The typical household will save 35 dollars this year from the repeal of a tax on utility bills. That savings will more than triple next year to 114 dollars, when the repeal is in effect for the full year, and the first phase of an income tax cut kicks in.

By 2029, you’ll pay 255 dollars less, if the entire tax cut kicks in. Legislators incorporated an economic temperature check every two years, starting in 2025, before implementing additional cuts. Indiana revenue has to grow by two-percent for the tax rate to go down. And starting in 2027, the final phases of the cut take effect only if Indiana has finished paying off the unfunded debt in teachers’ pension fund.

Indiana Chamber president Kevin Brinegar says Indiana’s economy is running so far ahead of projections that legislators pretty much had to cut taxes. Those projections have been revised upward three times, with the state now expecting the surplus to double to five-billion dollars before the tax cuts.

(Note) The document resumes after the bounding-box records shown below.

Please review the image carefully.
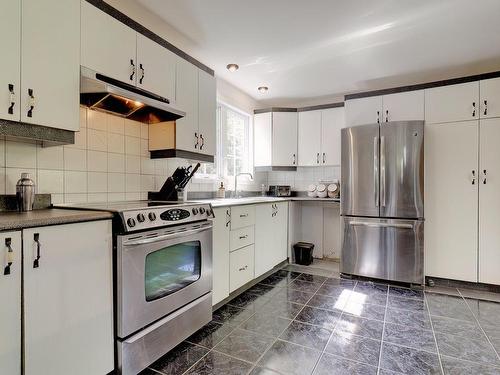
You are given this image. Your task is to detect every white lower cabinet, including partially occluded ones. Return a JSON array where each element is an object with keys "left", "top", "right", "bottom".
[
  {"left": 0, "top": 231, "right": 22, "bottom": 375},
  {"left": 255, "top": 202, "right": 288, "bottom": 277},
  {"left": 23, "top": 220, "right": 114, "bottom": 375}
]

But Brinegar says legislators should have gone further and removed a floor on the taxes businesses owe on their equipment. He says it would have stimulated investment, and calls the tax “completely unfair,” since aging equipment is taxed at a minimum of 30-percent of its original value, even if it’s now worth far less.

The equipment tax goes to cities and counties, not the state. Senate Republicans stood firm against including that change in the tax cut package, saying they won’t support anything that reduces the money local governments have to work with.